About one-quarter of 18- to 29-year-olds are practicing Christians, meaning they attend church at least once a month and strongly affirm that their religious faith is very important in their life. A majority of Millennials claim to pray each week, one-quarter say they’ve read the Bible or attended a religious small group this week, and one in seven have volunteered at a church in the past seven days.

These spiritual practices are notable, says David Kinnaman, president of Barna Group, because the broader cultural trends have not been particularly friendly to faith.

“Millennials are rethinking most of the institutions that arbitrate life, from marriage and media, to government and church,” says Kinnaman, the author of You Lost Me and unChristian who has spent the last 20 months speaking nationally about the challenges facing today’s Millennials. “They have grown up in a culture and among peers who are often neutral or resistant to the gospel. And life feels accelerated compared with 15 years ago—the ubiquity of information makes it harder for many to find meaning in institutions that feel out of step with the times.
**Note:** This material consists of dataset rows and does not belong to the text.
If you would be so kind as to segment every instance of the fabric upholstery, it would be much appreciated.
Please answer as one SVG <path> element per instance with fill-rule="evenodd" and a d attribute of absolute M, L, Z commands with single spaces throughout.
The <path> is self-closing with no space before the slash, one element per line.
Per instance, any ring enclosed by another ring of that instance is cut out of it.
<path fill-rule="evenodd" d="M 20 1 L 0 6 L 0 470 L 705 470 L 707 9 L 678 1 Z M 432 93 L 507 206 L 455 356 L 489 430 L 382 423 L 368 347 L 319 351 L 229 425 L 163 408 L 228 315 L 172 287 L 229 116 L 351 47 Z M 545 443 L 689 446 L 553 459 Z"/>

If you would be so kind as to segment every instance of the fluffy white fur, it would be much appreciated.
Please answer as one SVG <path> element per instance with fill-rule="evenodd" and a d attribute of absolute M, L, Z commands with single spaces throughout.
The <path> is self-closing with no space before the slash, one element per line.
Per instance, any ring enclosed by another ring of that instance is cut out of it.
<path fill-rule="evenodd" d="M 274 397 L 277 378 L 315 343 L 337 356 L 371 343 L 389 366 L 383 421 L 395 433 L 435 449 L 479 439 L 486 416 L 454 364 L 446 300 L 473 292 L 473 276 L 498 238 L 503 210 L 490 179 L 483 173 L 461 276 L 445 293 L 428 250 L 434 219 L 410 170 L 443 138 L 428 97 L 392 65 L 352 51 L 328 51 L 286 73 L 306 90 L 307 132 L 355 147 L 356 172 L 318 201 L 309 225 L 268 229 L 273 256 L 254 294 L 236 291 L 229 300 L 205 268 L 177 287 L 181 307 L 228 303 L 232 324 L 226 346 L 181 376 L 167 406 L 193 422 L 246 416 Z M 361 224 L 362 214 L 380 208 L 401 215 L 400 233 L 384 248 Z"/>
Millennials often describe church, for instance, as ‘not relevant’ or say that attending worship services ‘feels like a boring duty.’

“Furthermore, many young Americans say life seems complicated—that it’s hard to know how to live with the onslaught of information, worldviews and options they are faced with every day. One of the specific criticisms young adults frequently make about Christianity is that it does not offer deep, thoughtful or challenging answers to life in a complex culture.”

But this criticism is also a sign of hope, Kinnaman suggests, since it means Millennials are craving depth—a need the Church is uniquely poised to meet. In this respect, the research points to five ways faith communities can build deeper, more lasting connections with Millennials.

1.    Make room for meaningful relationships.

The first factor that will engage Millennials at church is as simple as it is integral: relationships. When comparing twentysomethings who remained active in their faith beyond high school and twentysomethings who dropped out of church, the Barna study uncovered a significant difference between the two. Those who stay were twice as likely to have a close personal friendship with an adult inside the church (59% of those who stayed report such a friendship versus 31% among those who are no longer active). The same pattern is evident among more intentional relationships such as mentoring—28% of Millennials who stay had an adult mentor at the church other than their pastor, compared to 11% of dropouts who say the same.

Kinnaman is quick to point out the limitations of such a study: “It’s important for anyone who uses research to realize correlation does not equal causation.

“Yet, among those who remain active, this much is clear: the most positive church experiences among Millennials are relational. This stands true from the inverse angle as well: Seven out of 10 Millennials who dropped out of church did not have a close friendship with an adult and nearly nine out of ten never had a mentor at the church.

“The implication is that huge proportions of churchgoing teenagers do not feel relationally accepted in church. This kind of information should be a wake-up call to ministry leaders as well as to churched adults of the necessity of becoming friends with the next generation of believers.”